Decompress processor
The decompress processor decompresses any Base64-encoded compressed fields inside of an event.
Configuration
| Option | Required | Type | Description |
|---|---|---|---|
keys | Yes | List | The fields in the event that will be decompressed. |
type | Yes | Enum | The type of decompression to use for the keys in the event. Only gzip is supported. |
decompress_when | No | String | A Data Prepper conditional expression that determines when the decompress processor will run on certain events. |
tags_on_failure | No | List | A list of strings with which to tag events when the processor fails to decompress the keys inside an event. Defaults to _decompression_failure. |
Usage
This example demonstrates a complete pipeline that receives compressed log data, decompresses it, and stores it in OpenSearch:
decompress-logs-pipeline:
source:
http:
path: /events
ssl: false
processor:
- decompress:
keys: ["compressed_log", "compressed_metadata"]
type: gzip
tags_on_failure: ["decompression_failed", "gzip_error"]

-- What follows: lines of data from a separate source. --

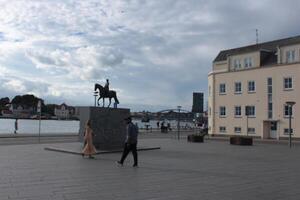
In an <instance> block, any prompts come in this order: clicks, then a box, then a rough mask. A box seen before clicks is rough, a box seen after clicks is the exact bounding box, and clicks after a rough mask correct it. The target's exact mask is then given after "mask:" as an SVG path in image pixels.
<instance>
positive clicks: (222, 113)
mask: <svg viewBox="0 0 300 200" xmlns="http://www.w3.org/2000/svg"><path fill="white" fill-rule="evenodd" d="M222 108H224V114H223V112H222ZM226 116H227V115H226V106H220V107H219V117H221V118H224V117H226Z"/></svg>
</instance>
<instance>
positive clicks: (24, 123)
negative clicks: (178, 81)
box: [0, 119, 194, 134]
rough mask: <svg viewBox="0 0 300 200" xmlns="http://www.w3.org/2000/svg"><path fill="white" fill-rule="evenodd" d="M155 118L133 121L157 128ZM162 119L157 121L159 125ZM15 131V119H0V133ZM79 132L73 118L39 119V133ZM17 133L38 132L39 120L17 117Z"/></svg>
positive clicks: (173, 122) (78, 125) (33, 133)
mask: <svg viewBox="0 0 300 200" xmlns="http://www.w3.org/2000/svg"><path fill="white" fill-rule="evenodd" d="M157 122H158V121H157V120H151V121H149V122H142V121H141V120H140V119H134V120H133V123H134V124H137V125H138V127H139V128H140V129H143V128H146V127H148V128H157ZM161 123H162V121H159V125H160V126H161ZM168 123H170V126H171V128H172V129H176V128H177V121H176V120H168V121H164V126H167V124H168ZM180 127H182V128H192V127H194V124H193V123H192V122H184V121H181V122H180ZM14 131H15V119H0V134H10V133H11V134H13V133H14ZM78 132H79V121H76V120H73V121H69V120H41V134H48V133H51V134H77V133H78ZM17 133H21V134H38V133H39V120H32V119H18V130H17Z"/></svg>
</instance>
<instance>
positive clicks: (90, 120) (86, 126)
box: [85, 119, 91, 127]
mask: <svg viewBox="0 0 300 200" xmlns="http://www.w3.org/2000/svg"><path fill="white" fill-rule="evenodd" d="M85 126H86V127H91V120H90V119H89V120H87V121H86V124H85Z"/></svg>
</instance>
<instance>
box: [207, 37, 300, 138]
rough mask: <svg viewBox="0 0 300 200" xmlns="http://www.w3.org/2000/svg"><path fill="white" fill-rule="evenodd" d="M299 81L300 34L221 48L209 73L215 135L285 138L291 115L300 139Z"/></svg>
mask: <svg viewBox="0 0 300 200" xmlns="http://www.w3.org/2000/svg"><path fill="white" fill-rule="evenodd" d="M299 81H300V36H297V37H292V38H286V39H281V40H276V41H271V42H266V43H261V44H256V45H251V46H246V47H241V48H237V49H230V50H225V51H221V52H220V53H219V55H218V56H217V57H216V59H215V60H214V62H213V69H212V72H211V73H210V74H209V75H208V87H209V88H208V123H209V125H208V128H209V134H211V135H251V136H256V137H260V138H273V139H280V138H284V137H288V135H289V114H291V115H292V132H293V137H298V138H300V124H299V123H297V122H298V121H299V118H300V116H299V111H300V110H299V108H300V105H299V104H300V101H299V100H300V92H299V89H298V88H299V87H300V82H299ZM297 90H298V92H297ZM287 101H293V102H295V103H296V104H295V105H294V106H293V108H292V110H290V109H289V108H288V106H287V105H286V102H287ZM246 107H247V108H248V116H246Z"/></svg>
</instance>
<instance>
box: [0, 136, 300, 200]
mask: <svg viewBox="0 0 300 200" xmlns="http://www.w3.org/2000/svg"><path fill="white" fill-rule="evenodd" d="M74 145H75V146H76V145H78V148H80V144H79V143H74V142H73V143H57V144H56V143H55V144H54V143H51V144H28V145H2V146H0V159H1V163H0V172H1V176H0V199H1V200H5V199H16V200H18V199H22V200H27V199H28V200H48V199H57V200H68V199H70V200H79V199H80V200H85V199H91V200H95V199H116V200H118V199H122V200H124V199H128V200H134V199H137V200H138V199H141V200H142V199H149V200H158V199H161V200H165V199H178V200H179V199H186V200H191V199H201V200H205V199H222V200H226V199H228V200H232V199H243V200H246V199H264V200H266V199H272V200H276V199H295V200H296V199H297V200H298V199H300V189H299V188H300V171H299V169H300V156H299V155H300V145H298V144H297V145H295V146H294V147H293V148H292V149H289V148H288V146H287V145H286V144H265V143H255V144H254V146H232V145H229V143H228V141H216V140H206V141H205V143H188V142H186V140H180V141H178V140H176V139H174V138H143V139H141V140H140V141H139V145H141V146H160V147H161V149H160V150H152V151H141V152H139V165H140V167H139V168H133V167H131V166H132V162H133V161H132V156H131V155H129V157H128V159H127V160H126V162H125V165H124V167H118V166H116V165H115V161H116V160H118V159H119V158H120V156H121V155H120V153H113V154H103V155H97V156H96V159H95V160H90V159H87V158H85V159H83V158H82V157H81V156H78V155H73V154H68V153H60V152H53V151H46V150H44V148H45V147H48V146H57V147H61V148H68V146H69V147H70V146H73V147H74Z"/></svg>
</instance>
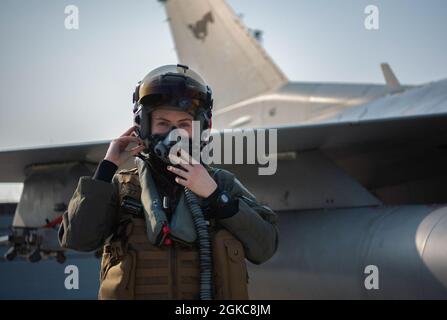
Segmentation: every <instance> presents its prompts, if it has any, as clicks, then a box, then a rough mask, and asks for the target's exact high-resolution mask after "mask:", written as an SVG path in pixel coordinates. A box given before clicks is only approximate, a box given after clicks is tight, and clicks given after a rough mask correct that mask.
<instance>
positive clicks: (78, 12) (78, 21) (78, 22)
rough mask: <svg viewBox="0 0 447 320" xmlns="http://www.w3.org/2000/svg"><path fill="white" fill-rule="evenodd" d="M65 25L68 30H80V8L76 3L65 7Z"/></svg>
mask: <svg viewBox="0 0 447 320" xmlns="http://www.w3.org/2000/svg"><path fill="white" fill-rule="evenodd" d="M64 13H65V14H66V16H65V20H64V26H65V29H67V30H79V8H78V7H77V6H75V5H68V6H66V7H65V10H64Z"/></svg>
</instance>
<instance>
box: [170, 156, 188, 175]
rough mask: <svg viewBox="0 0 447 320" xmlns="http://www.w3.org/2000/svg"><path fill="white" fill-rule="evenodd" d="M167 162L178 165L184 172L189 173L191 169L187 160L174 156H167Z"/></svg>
mask: <svg viewBox="0 0 447 320" xmlns="http://www.w3.org/2000/svg"><path fill="white" fill-rule="evenodd" d="M169 160H170V161H171V163H172V164H178V165H180V166H181V167H182V168H184V169H185V170H186V171H190V170H191V169H192V166H191V165H190V164H188V161H187V160H185V159H183V158H180V157H178V156H176V155H174V154H169Z"/></svg>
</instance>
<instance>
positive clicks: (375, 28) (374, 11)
mask: <svg viewBox="0 0 447 320" xmlns="http://www.w3.org/2000/svg"><path fill="white" fill-rule="evenodd" d="M364 13H365V14H366V17H365V21H364V25H365V29H366V30H379V7H377V6H375V5H372V4H371V5H369V6H366V7H365V10H364Z"/></svg>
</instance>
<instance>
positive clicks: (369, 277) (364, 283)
mask: <svg viewBox="0 0 447 320" xmlns="http://www.w3.org/2000/svg"><path fill="white" fill-rule="evenodd" d="M364 274H366V275H367V276H366V277H365V280H364V285H365V289H366V290H378V289H379V268H378V267H377V266H376V265H373V264H370V265H368V266H366V267H365V270H364Z"/></svg>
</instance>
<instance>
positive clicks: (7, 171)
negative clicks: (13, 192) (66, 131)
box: [0, 141, 110, 182]
mask: <svg viewBox="0 0 447 320" xmlns="http://www.w3.org/2000/svg"><path fill="white" fill-rule="evenodd" d="M109 143H110V141H97V142H88V143H78V144H67V145H51V146H39V147H32V148H14V149H13V148H10V149H0V182H23V181H24V179H25V176H26V174H25V170H26V169H27V168H28V167H30V166H32V165H36V164H52V163H63V162H86V163H93V164H95V163H99V162H100V161H101V160H102V159H103V158H104V155H105V153H106V151H107V147H108V145H109Z"/></svg>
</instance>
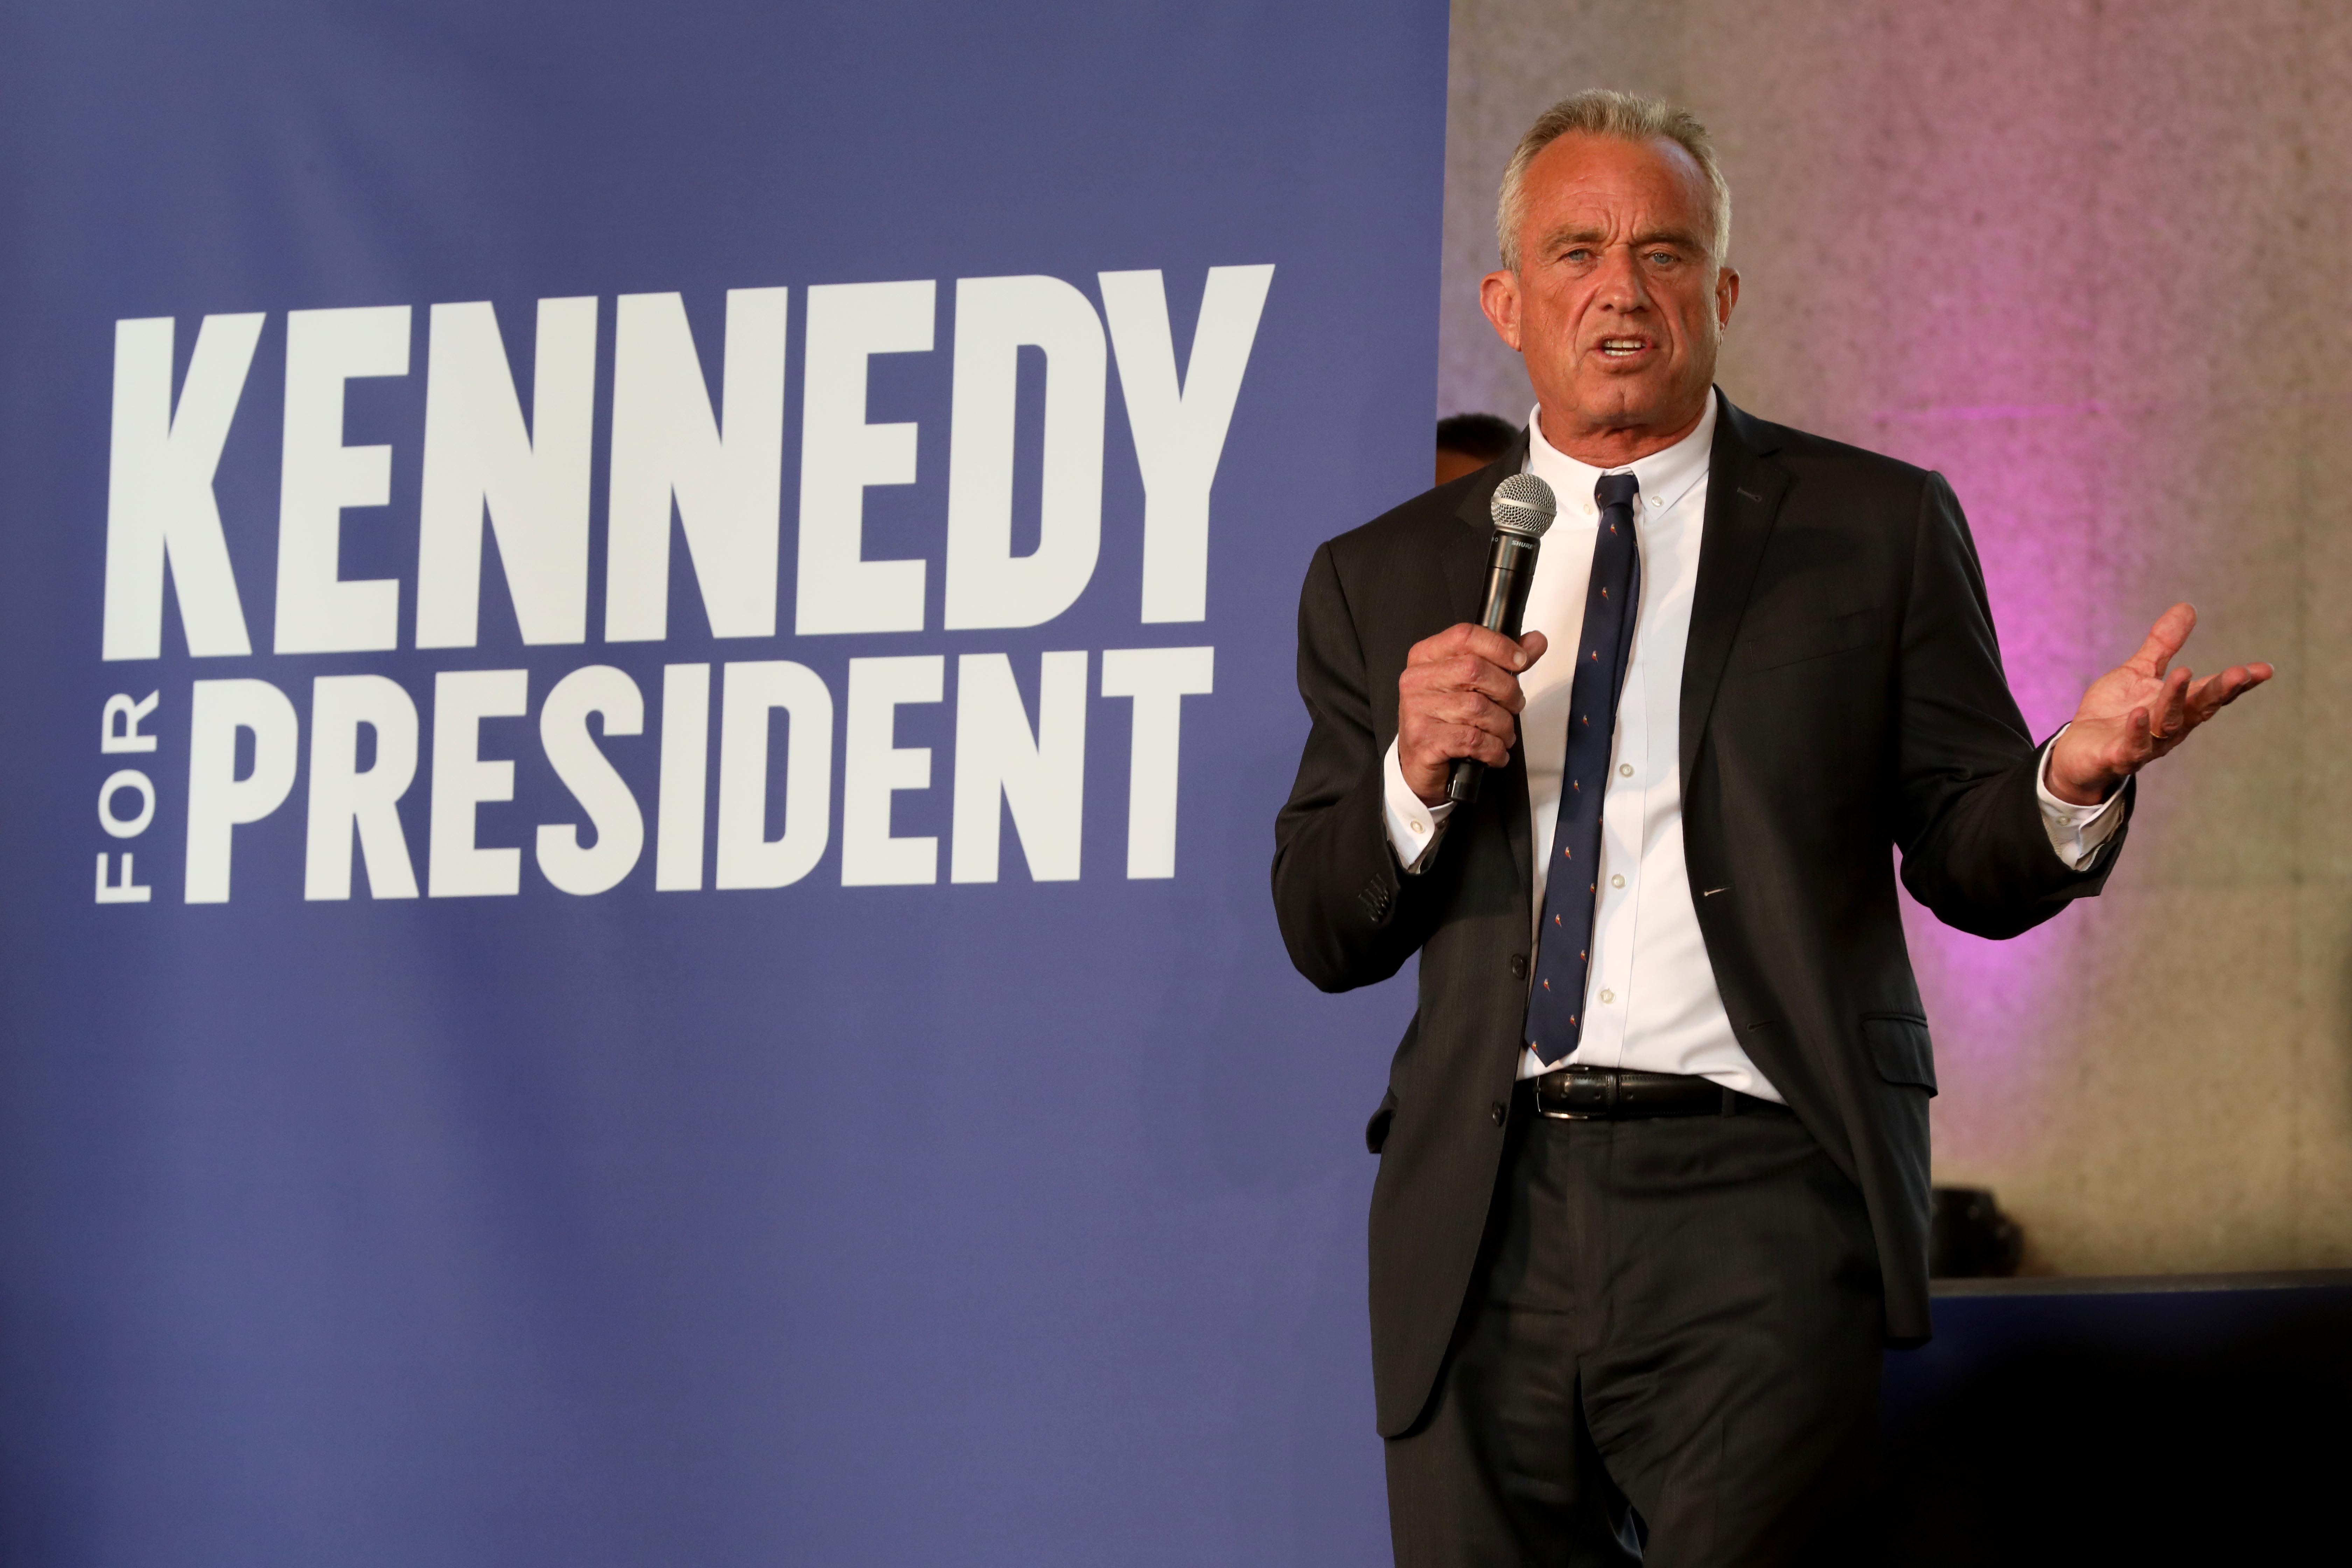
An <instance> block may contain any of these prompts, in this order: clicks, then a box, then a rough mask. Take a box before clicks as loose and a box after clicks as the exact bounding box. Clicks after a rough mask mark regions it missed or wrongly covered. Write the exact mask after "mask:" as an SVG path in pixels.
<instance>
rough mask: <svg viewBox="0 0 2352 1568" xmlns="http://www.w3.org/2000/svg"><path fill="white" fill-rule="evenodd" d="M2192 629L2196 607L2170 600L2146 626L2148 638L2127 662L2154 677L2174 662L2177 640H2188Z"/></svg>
mask: <svg viewBox="0 0 2352 1568" xmlns="http://www.w3.org/2000/svg"><path fill="white" fill-rule="evenodd" d="M2194 630H2197V607H2194V604H2187V602H2183V604H2173V607H2171V609H2169V611H2164V614H2161V616H2157V623H2154V625H2152V628H2147V642H2143V644H2140V651H2138V654H2133V656H2131V658H2129V661H2126V663H2129V665H2131V668H2133V670H2140V672H2143V675H2147V677H2150V679H2154V677H2159V675H2164V670H2166V668H2169V665H2171V663H2173V654H2178V651H2180V644H2183V642H2187V639H2190V632H2194Z"/></svg>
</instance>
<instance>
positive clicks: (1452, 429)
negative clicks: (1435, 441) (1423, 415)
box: [1437, 414, 1519, 463]
mask: <svg viewBox="0 0 2352 1568" xmlns="http://www.w3.org/2000/svg"><path fill="white" fill-rule="evenodd" d="M1515 440H1519V430H1517V425H1512V423H1510V421H1508V418H1496V416H1494V414H1454V416H1446V418H1439V421H1437V447H1439V449H1444V451H1461V454H1463V456H1472V458H1484V461H1486V463H1491V461H1496V458H1498V456H1503V454H1505V451H1510V444H1512V442H1515Z"/></svg>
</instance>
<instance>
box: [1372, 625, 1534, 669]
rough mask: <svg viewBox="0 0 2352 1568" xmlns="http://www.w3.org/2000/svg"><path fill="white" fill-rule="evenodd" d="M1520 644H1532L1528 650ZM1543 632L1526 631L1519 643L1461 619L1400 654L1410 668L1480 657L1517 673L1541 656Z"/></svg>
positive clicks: (1480, 626) (1408, 667)
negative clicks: (1530, 631)
mask: <svg viewBox="0 0 2352 1568" xmlns="http://www.w3.org/2000/svg"><path fill="white" fill-rule="evenodd" d="M1524 644H1534V646H1531V649H1529V646H1524ZM1543 649H1545V639H1543V632H1529V635H1526V637H1524V639H1522V642H1512V639H1510V637H1505V635H1503V632H1489V630H1486V628H1484V625H1472V623H1470V621H1463V623H1461V625H1449V628H1446V630H1442V632H1437V635H1435V637H1428V639H1423V642H1416V644H1414V651H1411V654H1406V656H1404V663H1406V668H1411V665H1421V663H1442V661H1449V658H1482V661H1486V663H1489V665H1494V668H1498V670H1510V672H1519V670H1526V668H1529V665H1534V663H1536V661H1538V658H1543Z"/></svg>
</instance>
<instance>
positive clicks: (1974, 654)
mask: <svg viewBox="0 0 2352 1568" xmlns="http://www.w3.org/2000/svg"><path fill="white" fill-rule="evenodd" d="M1896 682H1898V691H1896V780H1898V795H1900V799H1898V806H1896V844H1898V846H1900V849H1903V886H1907V889H1910V891H1912V898H1917V900H1919V903H1922V905H1926V907H1929V910H1931V912H1933V914H1936V919H1940V922H1943V924H1947V926H1957V929H1959V931H1969V933H1973V936H1990V938H2006V936H2018V933H2020V931H2030V929H2032V926H2039V924H2042V922H2044V919H2049V917H2051V914H2056V912H2058V910H2063V907H2065V905H2067V903H2070V900H2074V898H2084V896H2091V893H2098V889H2100V886H2103V884H2105V879H2107V870H2110V867H2112V865H2114V856H2117V851H2119V849H2122V842H2124V830H2117V835H2114V837H2112V839H2107V844H2105V846H2103V851H2100V853H2098V856H2093V858H2091V863H2089V865H2086V867H2084V870H2079V872H2077V870H2070V867H2067V863H2065V860H2060V858H2058V851H2053V849H2051V842H2049V832H2046V827H2044V825H2042V804H2039V799H2037V795H2034V783H2037V771H2039V764H2042V752H2039V750H2037V748H2034V743H2032V738H2030V736H2027V731H2025V717H2023V715H2020V712H2018V703H2016V698H2013V696H2011V693H2009V679H2006V677H2004V675H2002V649H1999V644H1997V642H1994V632H1992V611H1990V604H1987V597H1985V576H1983V569H1980V567H1978V559H1976V543H1973V541H1971V536H1969V522H1966V517H1962V510H1959V501H1957V498H1955V496H1952V487H1950V484H1945V480H1943V475H1929V482H1926V491H1924V494H1922V498H1919V520H1917V534H1915V541H1912V576H1910V595H1907V599H1905V607H1903V642H1900V656H1898V675H1896ZM2124 788H2126V792H2129V790H2131V785H2129V783H2126V785H2124ZM2124 813H2126V825H2129V813H2131V799H2129V797H2126V799H2124Z"/></svg>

# Only parse if decompression succeeded
- parse_json:
source: compressed_log
destination: parsed_log
parse_when: not hasTags("decompression_failed")
sink:
- opensearch:
hosts: ["https://opensearch:9200"]
insecure: true
username: admin
password: admin_passwrd
index_type: custom
index: decompressed-logs-%{yyyy.MM.dd}
tags_target_key: "tags"
You can test the pipeline using the two following commands:
GOOD_COMPRESSED_LOG=$(echo '{"message":"Application OK","level":"INFO","service":"api"}' | gzip | base64 | tr -d '\n')
GOOD_COMPRESSED_METADATA=$(echo '{"source_ip":"192.168.1.100","ok":true}' | gzip | base64 | tr -d '\n')
curl -sS -X POST "http://localhost:2021/events" \
-H "Content-Type: application/json" \
-d "[
{
\"compressed_log\": \"${GOOD_COMPRESSED_LOG}\",
\"compressed_metadata\": \"${GOOD_COMPRESSED_METADATA}\",
\"host\": \"web-server-01\",
\"timestamp\": \"2023-10-13T14:30:45Z\"
}
]"
BAD_COMPRESSED_LOG=$(echo -n 'this is not gzipped' | base64 | tr -d '\n')
GOOD_COMPRESSED_METADATA=$(echo '{"source_ip":"192.168.1.100","ok":true}' | gzip | base64 | tr -d '\n')
curl -sS -X POST "http://localhost:2021/events" \
-H "Content-Type: application/json" \
-d "[
{
\"compressed_log\": \"${BAD_COMPRESSED_LOG}\",
\"compressed_metadata\": \"${GOOD_COMPRESSED_METADATA}\",
\"host\": \"web-server-02\",
\"timestamp\": \"2023-10-13T14:31:45Z\"
}
]"
The documents stored in OpenSearch contain the following information:
{
...
"hits": {
"total": {
"value": 2,
"relation": "eq"
},
"max_score": 1,
"hits": [
{
"_index": "decompressed-logs-2025.11.04",
"_id": "dOv1TpoB5Jwkiy-iuKKs",
"_score": 1,
"_source": {
"compressed_log": """{"message":"Application OK","level":"INFO","service":"api"}
""",
"compressed_metadata": """{"source_ip":"192.168.1.100","ok":true}
""",
"host": "web-server-01",
"timestamp": "2023-10-13T14:30:45Z",
"parsed_log": {
"level": "INFO",
"service": "api",
"message": "Application OK"
},
"tags": []
}
},
{
"_index": "decompressed-logs-2025.11.04",
"_id": "dev1TpoB5Jwkiy-iuKKs",
"_score": 1,
"_source": {
"compressed_log": "dGhpcyBpcyBub3QgZ3ppcHBlZA==",
"compressed_metadata": """{"source_ip":"192.168.1.100","ok":true}
""",
"host": "web-server-02",
"timestamp": "2023-10-13T14:31:45Z",
"tags": [
"decompression_failed",
"gzip_error"
]
}
}
]
}
}
Metrics
By default, Data Prepper serves metrics from the /metrics/prometheus endpoint on port 4900. You can access all the metrics by running the following command:
curl http://localhost:4900/metrics/prometheus
The following table describes common abstract processor metrics.
| Metric name | Type | Description |
|---|---|---|
recordsIn | Counter | The ingress of records to a pipeline component. |
recordsOut | Counter | The egress of records from a pipeline component. |
timeElapsed | Timer | The time elapsed during execution of a pipeline component. |
Counter
The decompress processor accounts for the following metrics:
processingErrors: The number of processing errors that have occurred in thedecompressprocessor.